Optimization in Data Science Week

We want to advertise the Optimization in Data Science Week: three different talks that will be given next week by two world-class experts in optimization for data science. The Tuesday and Thursday talks are organized within the Statistics and Operation Research Seminar series. The Wednesday talk is addressed for a wider audience - please help us spread the news and consider coming to all three talks.

The talks are:

** On Tuesday, March 13, 12:00pm, Room 24.013, Ben Recht (University of California, Berkeley) will give a talk on “A Dynamical View of Convex Optimization Algorithms”.

Abstract: Convex optimization provides a powerful toolkit for robust and efficient solutions of difficult engineering problems. However, it is laborious to extend and generalize the mathematical guarantees of simple convex primitives. In this talk, I will show that much of the analysis and design of optimization algorithms can be automated, and will demonstrate that multiple objectives—such as robustness, accuracy, and speed—can be balanced using tools from dynamical systems. Noting that all iterative algorithms are dynamical systems, I will illustrate how most of the popular methods in optimization can be cast as a family of feedback systems studied in control theory. Leaning on this abstraction enables us to apply powerful, control-theoretic methods to algorithm analysis. I will show how the convergence rates of most common algorithms—including gradient descent, mirror descent, Nesterov’s method, etc. — can be verified using a unified set of potential functions. I will then describe how such potential functions can themselves be found by solving constant-sized semidefinite programming problems. I will close with a discussion of how these techniques can be used to search for optimization algorithms with desired performance characteristics, proposing a new methodology for algorithm design.

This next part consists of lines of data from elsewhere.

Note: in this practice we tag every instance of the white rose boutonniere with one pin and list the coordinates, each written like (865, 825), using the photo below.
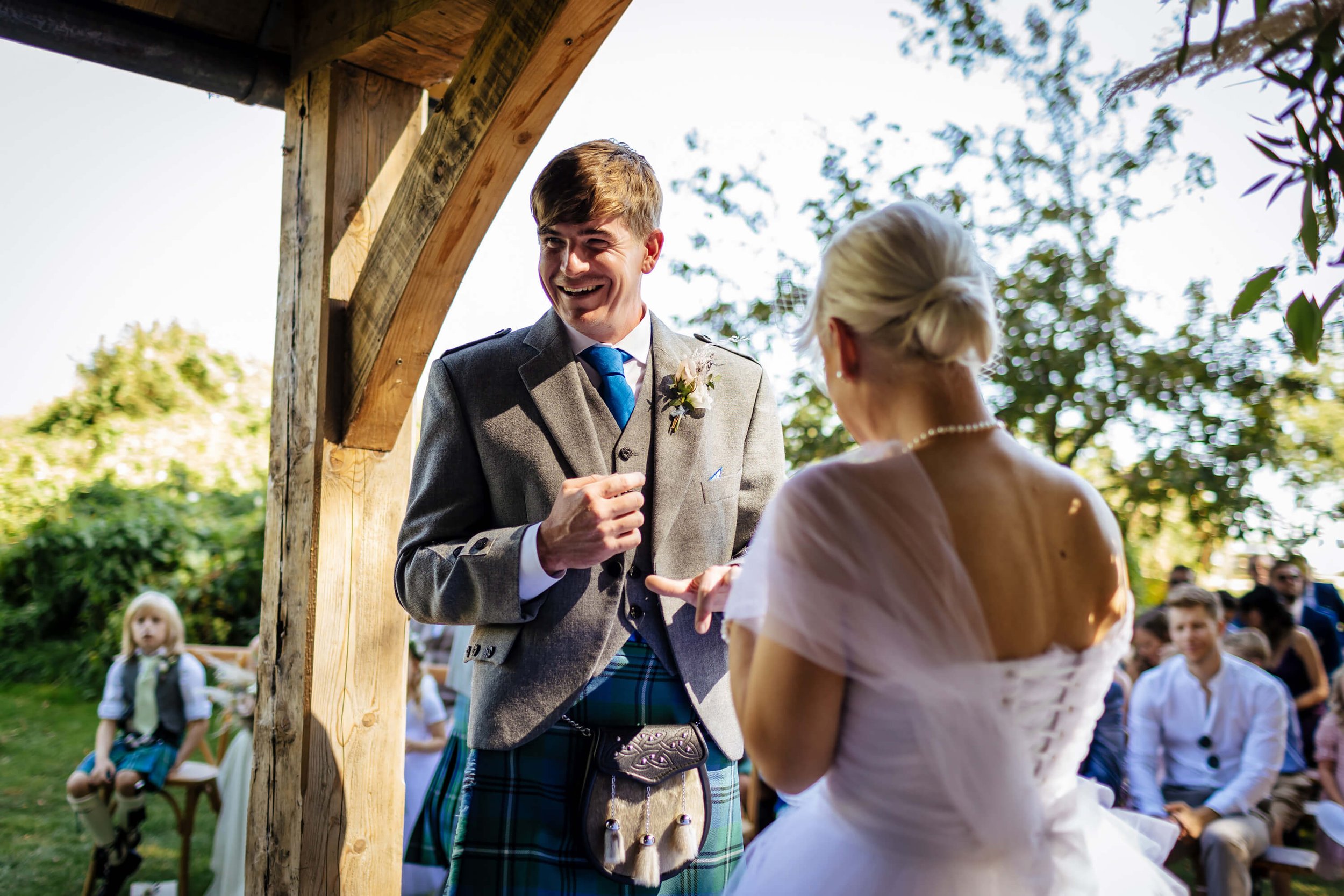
(691, 386)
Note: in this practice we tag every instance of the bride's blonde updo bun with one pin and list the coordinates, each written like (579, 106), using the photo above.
(909, 278)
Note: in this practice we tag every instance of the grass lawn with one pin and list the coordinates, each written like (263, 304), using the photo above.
(46, 730)
(45, 733)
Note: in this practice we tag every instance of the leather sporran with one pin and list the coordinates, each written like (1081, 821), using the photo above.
(646, 808)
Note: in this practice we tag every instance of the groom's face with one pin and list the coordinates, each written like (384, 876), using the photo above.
(592, 275)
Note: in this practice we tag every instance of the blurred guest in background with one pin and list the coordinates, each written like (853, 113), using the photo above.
(1329, 754)
(1151, 644)
(1293, 787)
(1295, 658)
(1288, 582)
(1181, 575)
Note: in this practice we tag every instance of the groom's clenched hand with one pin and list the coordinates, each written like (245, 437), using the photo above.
(595, 518)
(707, 593)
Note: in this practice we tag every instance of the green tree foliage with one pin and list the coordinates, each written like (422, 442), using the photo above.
(149, 475)
(1162, 421)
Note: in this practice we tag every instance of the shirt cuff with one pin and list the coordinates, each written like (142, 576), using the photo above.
(531, 578)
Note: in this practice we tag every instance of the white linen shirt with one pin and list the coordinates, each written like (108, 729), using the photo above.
(531, 578)
(191, 682)
(1246, 719)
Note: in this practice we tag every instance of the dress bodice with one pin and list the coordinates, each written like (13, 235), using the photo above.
(1055, 700)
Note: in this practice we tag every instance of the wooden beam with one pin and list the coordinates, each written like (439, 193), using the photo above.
(326, 800)
(330, 30)
(275, 817)
(148, 45)
(428, 49)
(517, 74)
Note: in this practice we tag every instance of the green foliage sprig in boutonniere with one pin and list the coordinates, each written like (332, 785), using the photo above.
(691, 386)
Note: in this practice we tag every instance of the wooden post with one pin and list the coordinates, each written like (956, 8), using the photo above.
(326, 812)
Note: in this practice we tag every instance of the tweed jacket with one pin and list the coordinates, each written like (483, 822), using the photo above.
(506, 421)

** On Wednesday, March 14, 12:30pm, Auditorium of the Poble Nou campus, Ben Recht will give a talk on “The statistical foundations of learning to control”.

Abstract: Given the dramatic successes in machine learning and reinforcement learning over the past half decade, there has been a resurgence of interest in applying these techniques to continuous control problems in robotics, self-driving cars, and unmanned aerial vehicles. Though such control applications appear to be straightforward generalizations of standard reinforcement learning, few fundamental baselines have been established prescribing how well one must know a system in order to control it. In this talk, I will discuss how one might merge techniques from statistical learning theory with robust control to derive such baselines for such continuous control. I will explore several examples that balance parameter identification against controller design and demonstrate finite sample tradeoffs between estimation fidelity and desired control performance. I will describe how these simple baselines give us insights into shortcomings of existing reinforcement learning methodology. I will close by listing several exciting open problems that must be solved before we can build robust, safe learning systems that interact with an uncertain physical environment.

** On Thursday, March 15, 12:00pm, Room 24.013, Andrea Lodi (Polytechnique Montréal) will give a talk on “On big data, optimization and learning”.

Abstract: In this talk I review a couple of applications on Big Data that I personally like and I try to explain my point of view as a Mathematical Optimizer - especially concerned with discrete (integer) decisions - on the subject. I advocate a tight integration of Machine Learning and Mathematical Optimization (among others) to deal with the challenges of decision-making in Data Science. For such an integration I try to answer three questions: 1) what can optimization do for machine learning? 2) what can machine learning do for optimization? 3) which new applications can be solved by the combination of machine learning and optimization?

About the speakers:

** Benjamin Recht is an Associate Professor in the Department of Electrical Engineering and Computer Sciences at the University of California, Berkeley. Ben's research group studies the theory and practice of optimization algorithms with a focus on applications in machine learning and data analysis. They are particularly interested in busting machine learning myths and establishing baselines for data analysis. Ben is the recipient of a Presidential Early Career Awards for Scientists and Engineers, an Alfred P. Sloan Research Fellowship, the 2012 SIAM/MOS Lagrange Prize in Continuous Optimization, the 2014 Jamon Prize, the 2015 William O. Baker Award for Initiatives in Research, and the NIPS Test of Time Award.

** Andrea Lodi is a leading international researcher in mixed linear and nonlinear programming. As Canada Excellence Research Chair in Data Science for Real-Time Decision-Making at Polytechnique Montréal, he holds Canada’s main chair in operations research. Andrea is interested in developing new models and algorithms that would make it possible to process a large quantity of data from multiple sources both rapidly and effectively. Through his research, he is looking for solutions designed to improve the electricity market, rail transport logistics, and health-care planning. Andrea’s innovative work has earned him several awards, including the Google Faculty Research Award in 2010 and the IBM Faculty Award in 2011. In 2005 and 2006, he was a fellow in the prestigious Herman Goldstine program at the IBM Thomas J. Watson Research Center in New York.